Distance and Displacement

The statement of the problem does not indicate dimensions of the velocity.

I will assume that the dimensions are m/s, although a velocity of 2500 m/s

too unrealistically high, and as a result you will see that it will overshoot by a large amount.

However, I hope that explaining the approach will help you solve the problem with the correct velocity.

Let

s = 2500 m be the distance of the ship from the mountain,

h = 1800 m be the height of the mountain,

d = 610 m be the distance of the enemy ship from the mountain,

v = 2500 m/s be the initial velocity of the projectile,

α = 75° be the angle of launch against the horizontal,

g = 9.81 m/s² be gravitational acceleration,

x(t) be the horizontal distance of the projectile after time t,

y(t) be the vertical distance of the projectile after time t.

We are given

x(0) = 0,

y(0) = 0

Horizontally, the projectile travels at a constant velocity vcos(α), so

x(t) = vcos(α)t (1)

Vertically, the projective travels at a constant velocity vsin(α) while at the same

time it is falling down with acceleration g.

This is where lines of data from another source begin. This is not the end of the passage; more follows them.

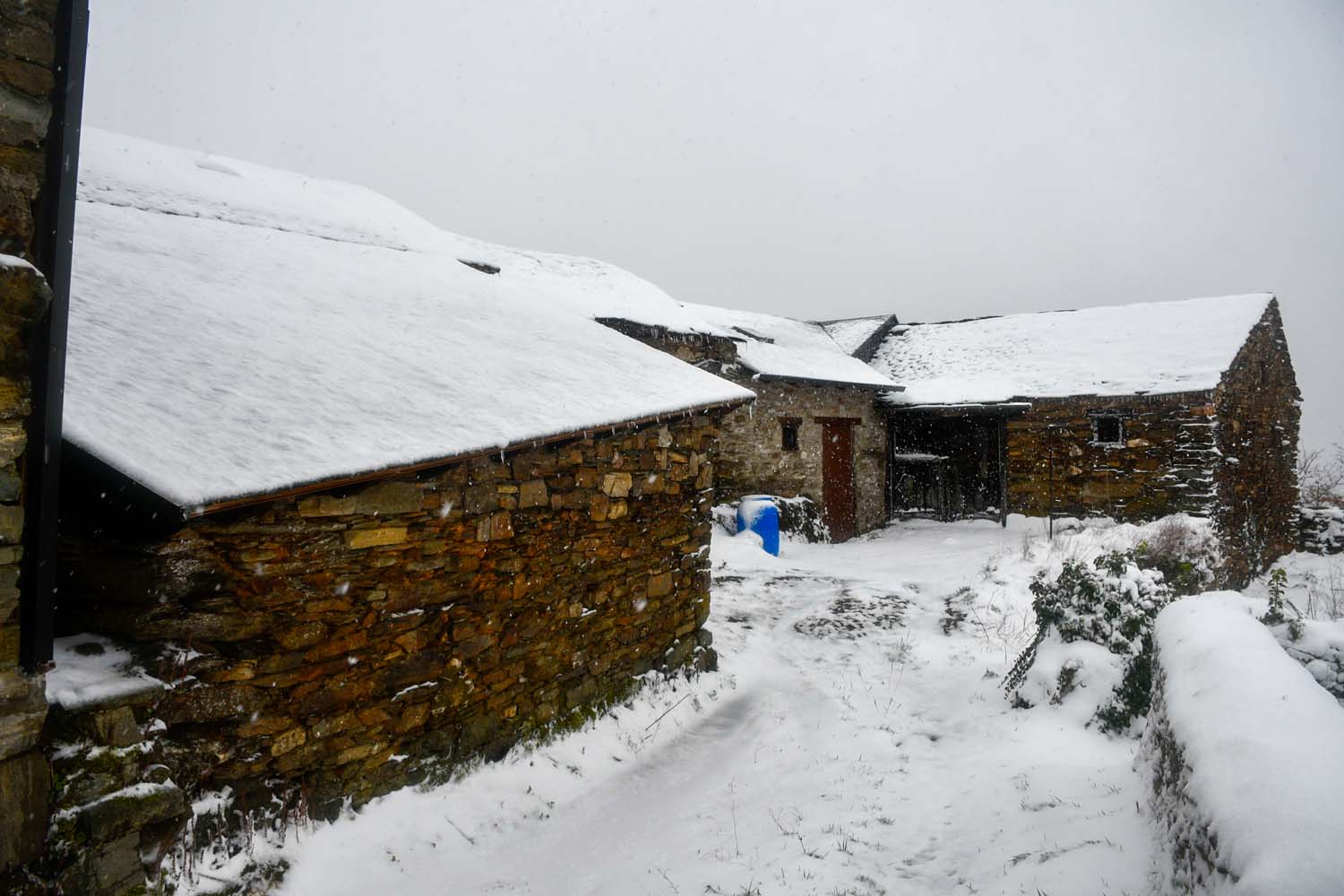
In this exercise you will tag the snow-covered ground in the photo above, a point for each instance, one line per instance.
(846, 745)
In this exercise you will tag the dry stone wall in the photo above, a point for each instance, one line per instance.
(1166, 463)
(1258, 408)
(355, 641)
(27, 48)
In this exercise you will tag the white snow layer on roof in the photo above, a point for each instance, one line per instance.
(800, 349)
(852, 333)
(124, 171)
(1152, 347)
(236, 331)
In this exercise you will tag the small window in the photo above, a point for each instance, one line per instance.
(1107, 430)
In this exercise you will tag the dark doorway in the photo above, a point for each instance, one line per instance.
(838, 477)
(948, 466)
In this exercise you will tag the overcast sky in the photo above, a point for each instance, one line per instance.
(935, 160)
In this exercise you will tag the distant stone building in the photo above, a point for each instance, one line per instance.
(1132, 413)
(814, 430)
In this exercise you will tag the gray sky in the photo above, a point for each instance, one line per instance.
(937, 160)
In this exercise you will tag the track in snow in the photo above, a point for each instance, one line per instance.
(847, 745)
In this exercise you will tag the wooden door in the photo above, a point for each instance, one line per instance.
(838, 477)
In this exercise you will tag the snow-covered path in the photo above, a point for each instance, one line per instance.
(847, 745)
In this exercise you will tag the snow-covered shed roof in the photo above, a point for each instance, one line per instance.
(237, 331)
(1125, 349)
(851, 333)
(785, 349)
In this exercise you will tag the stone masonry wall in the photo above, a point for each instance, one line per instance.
(1164, 466)
(430, 618)
(752, 458)
(27, 50)
(1258, 411)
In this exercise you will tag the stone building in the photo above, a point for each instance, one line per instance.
(40, 70)
(1132, 413)
(816, 429)
(366, 497)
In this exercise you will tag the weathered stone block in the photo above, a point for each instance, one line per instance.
(359, 538)
(532, 493)
(660, 584)
(327, 505)
(616, 485)
(11, 524)
(23, 708)
(24, 793)
(116, 727)
(215, 702)
(389, 498)
(288, 740)
(129, 810)
(495, 527)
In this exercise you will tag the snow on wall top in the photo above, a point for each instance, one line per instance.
(1261, 740)
(236, 331)
(854, 332)
(1144, 349)
(788, 349)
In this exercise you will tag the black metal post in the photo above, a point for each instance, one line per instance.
(1003, 471)
(53, 246)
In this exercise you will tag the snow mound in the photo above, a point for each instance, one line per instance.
(238, 332)
(1245, 748)
(1128, 349)
(90, 669)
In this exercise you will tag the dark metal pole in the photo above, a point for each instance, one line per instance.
(1003, 471)
(53, 245)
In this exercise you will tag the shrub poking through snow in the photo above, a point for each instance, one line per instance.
(1187, 557)
(954, 608)
(1277, 602)
(1113, 605)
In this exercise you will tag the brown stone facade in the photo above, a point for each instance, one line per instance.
(1228, 454)
(27, 50)
(753, 458)
(1164, 465)
(357, 640)
(1258, 409)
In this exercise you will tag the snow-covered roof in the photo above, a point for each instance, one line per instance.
(1126, 349)
(851, 333)
(236, 331)
(781, 347)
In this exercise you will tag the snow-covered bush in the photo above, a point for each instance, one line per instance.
(1113, 605)
(1322, 530)
(1185, 555)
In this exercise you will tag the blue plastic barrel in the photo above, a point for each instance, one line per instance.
(760, 514)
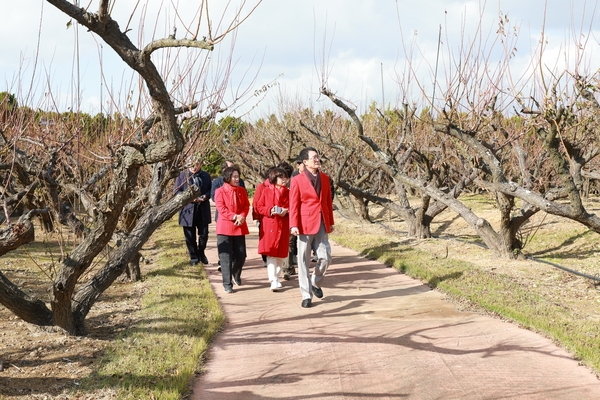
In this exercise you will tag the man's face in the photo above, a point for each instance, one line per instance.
(197, 166)
(313, 162)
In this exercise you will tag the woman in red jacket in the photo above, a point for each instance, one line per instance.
(272, 206)
(233, 206)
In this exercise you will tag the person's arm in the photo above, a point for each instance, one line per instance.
(207, 189)
(294, 207)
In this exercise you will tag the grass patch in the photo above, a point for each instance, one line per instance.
(528, 305)
(159, 356)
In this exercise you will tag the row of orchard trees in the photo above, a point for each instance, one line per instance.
(96, 177)
(532, 148)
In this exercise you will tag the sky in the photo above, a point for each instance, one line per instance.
(365, 51)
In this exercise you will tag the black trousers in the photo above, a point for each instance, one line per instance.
(232, 254)
(196, 238)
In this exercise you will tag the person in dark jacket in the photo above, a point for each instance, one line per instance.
(218, 182)
(195, 216)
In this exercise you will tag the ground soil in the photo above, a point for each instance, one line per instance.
(45, 363)
(40, 363)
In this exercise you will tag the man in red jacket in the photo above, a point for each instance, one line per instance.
(311, 220)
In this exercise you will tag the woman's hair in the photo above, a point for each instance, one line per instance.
(267, 173)
(287, 168)
(277, 173)
(304, 153)
(227, 172)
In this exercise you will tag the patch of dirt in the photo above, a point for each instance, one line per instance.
(44, 362)
(39, 363)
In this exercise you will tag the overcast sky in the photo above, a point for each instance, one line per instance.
(359, 46)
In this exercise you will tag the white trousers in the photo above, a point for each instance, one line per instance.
(274, 265)
(320, 242)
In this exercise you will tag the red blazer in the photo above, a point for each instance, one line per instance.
(257, 192)
(231, 201)
(306, 208)
(275, 229)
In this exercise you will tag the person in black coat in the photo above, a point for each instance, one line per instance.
(195, 216)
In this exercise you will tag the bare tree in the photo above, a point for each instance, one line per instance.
(106, 193)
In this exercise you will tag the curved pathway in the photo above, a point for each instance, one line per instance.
(376, 334)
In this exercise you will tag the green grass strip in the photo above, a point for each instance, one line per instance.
(159, 356)
(485, 290)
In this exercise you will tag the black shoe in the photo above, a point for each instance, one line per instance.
(317, 292)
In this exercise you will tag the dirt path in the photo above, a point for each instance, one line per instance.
(376, 334)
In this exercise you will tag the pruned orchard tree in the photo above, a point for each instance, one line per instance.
(121, 186)
(535, 154)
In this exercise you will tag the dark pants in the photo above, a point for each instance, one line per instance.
(232, 254)
(292, 254)
(195, 240)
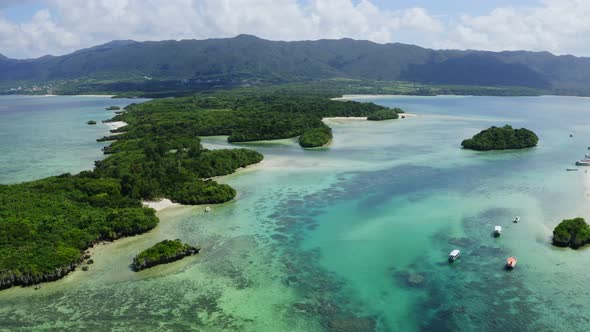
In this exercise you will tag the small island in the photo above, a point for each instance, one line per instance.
(385, 114)
(316, 137)
(572, 233)
(504, 138)
(163, 252)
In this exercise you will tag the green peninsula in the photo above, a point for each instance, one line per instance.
(572, 233)
(163, 252)
(47, 225)
(504, 138)
(386, 114)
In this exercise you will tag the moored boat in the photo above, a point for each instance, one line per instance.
(511, 262)
(454, 255)
(497, 231)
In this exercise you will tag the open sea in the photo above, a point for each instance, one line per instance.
(352, 237)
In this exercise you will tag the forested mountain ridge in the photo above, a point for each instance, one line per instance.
(247, 59)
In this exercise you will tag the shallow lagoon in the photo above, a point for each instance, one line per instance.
(355, 236)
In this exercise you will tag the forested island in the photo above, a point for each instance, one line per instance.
(163, 252)
(572, 233)
(47, 225)
(501, 138)
(386, 114)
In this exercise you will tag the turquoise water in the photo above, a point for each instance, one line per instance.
(42, 136)
(355, 237)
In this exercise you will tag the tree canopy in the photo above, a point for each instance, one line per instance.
(503, 138)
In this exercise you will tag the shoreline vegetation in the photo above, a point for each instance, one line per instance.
(573, 233)
(46, 226)
(504, 138)
(164, 252)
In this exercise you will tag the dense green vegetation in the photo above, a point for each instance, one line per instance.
(46, 224)
(242, 115)
(187, 66)
(503, 138)
(316, 137)
(384, 115)
(572, 233)
(163, 252)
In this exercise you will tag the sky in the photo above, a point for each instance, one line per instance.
(33, 28)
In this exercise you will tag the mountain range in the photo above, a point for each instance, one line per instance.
(249, 59)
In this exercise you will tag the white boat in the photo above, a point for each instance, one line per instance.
(497, 231)
(511, 263)
(454, 255)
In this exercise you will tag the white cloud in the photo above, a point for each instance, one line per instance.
(67, 25)
(558, 26)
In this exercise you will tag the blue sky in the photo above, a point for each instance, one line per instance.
(31, 28)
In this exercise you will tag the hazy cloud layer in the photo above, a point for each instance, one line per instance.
(559, 26)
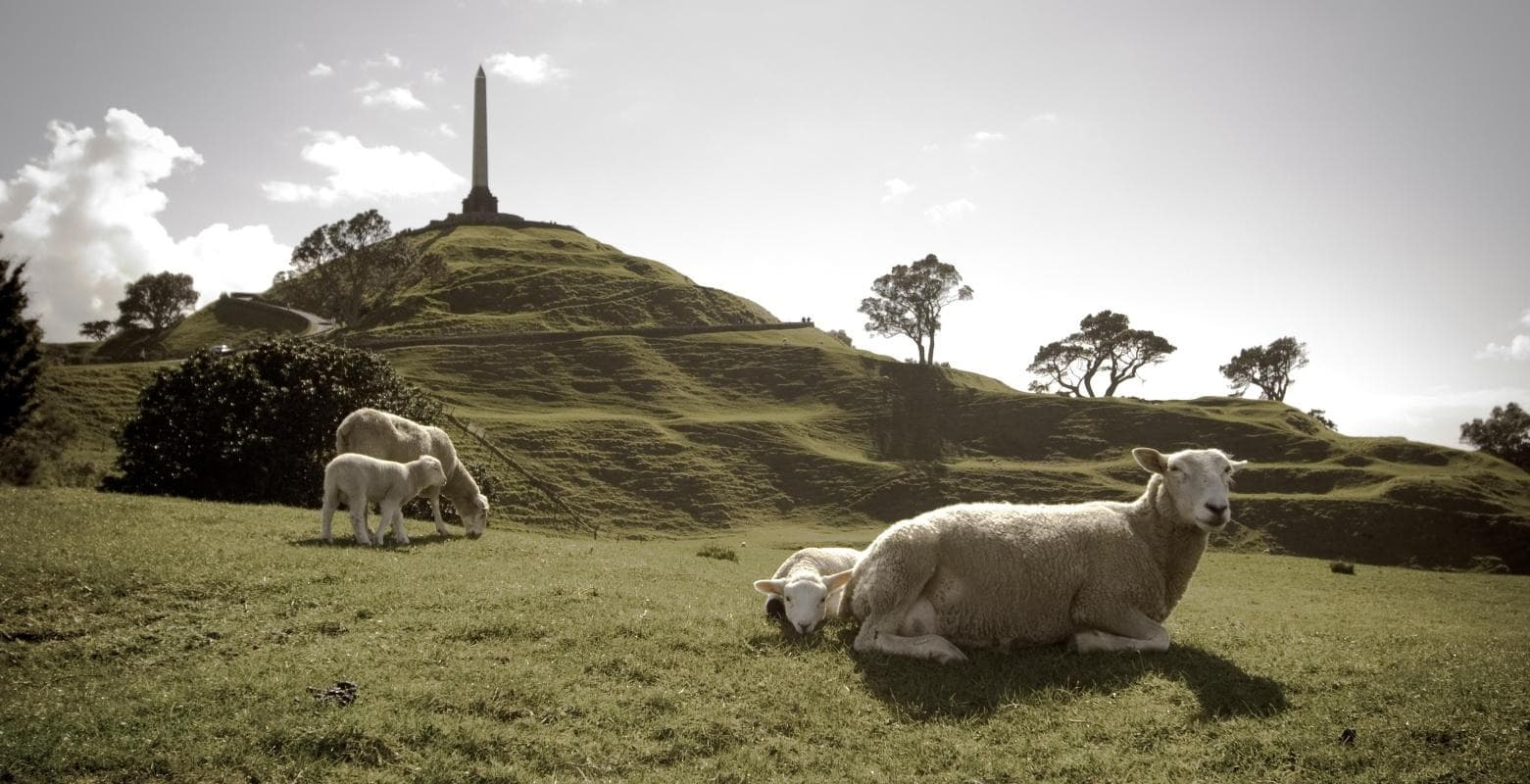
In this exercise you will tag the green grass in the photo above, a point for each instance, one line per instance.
(160, 639)
(745, 429)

Therefore

y(t) = vsin(α)t - gt²/2. (2)

First let's answer the second question because if the projectile does clear

the mountain then the first question is mute.

We can calculate the time t₁ the projectile flies over the maintain, because at that time t1 it satisfies

x(t₁) = s

Substituting (1)

vcos(α)t₁ = s

t₁ = s/vcos(α)

At that time t₁ the height of the projectile is

y(t₁) = vsin(α)s/vcos(α) - g(s/vcos(α))²/2 = s tan(α) - g(s/vcos(α))²/2

Substituting actual values

y(t₁) = 2500×tan(75°) - 9.81×(2500/(2500×cos(75°)))²/2 = 9256.9 m

That is more than 8646 m over the mountain.

The projectile will hit water level at a time t₂ satisfying

y(t₂) = 0

Substituting (2)

vsin(α)t₂ - gt₂²/2 = 0

This equation has two solutions.

The solution t₂ = 0 merely tells us that originally at time 0 the projectile was at water level.

The other solution

t₂ = 2vsin(α)/g

is the time the projectile hits water level at the other side of the mountain.

At that time t₂ the distance from the launch site will be

x(t₂) = vcos(α)t₂ = 2v²sin(α)cos(α)/g = v²sin(2α)/g

Substituting actual numbers

x(t₂) = 2500²×sin(150°)/9.81 = 318552 m

That is more that 315 km away from the target.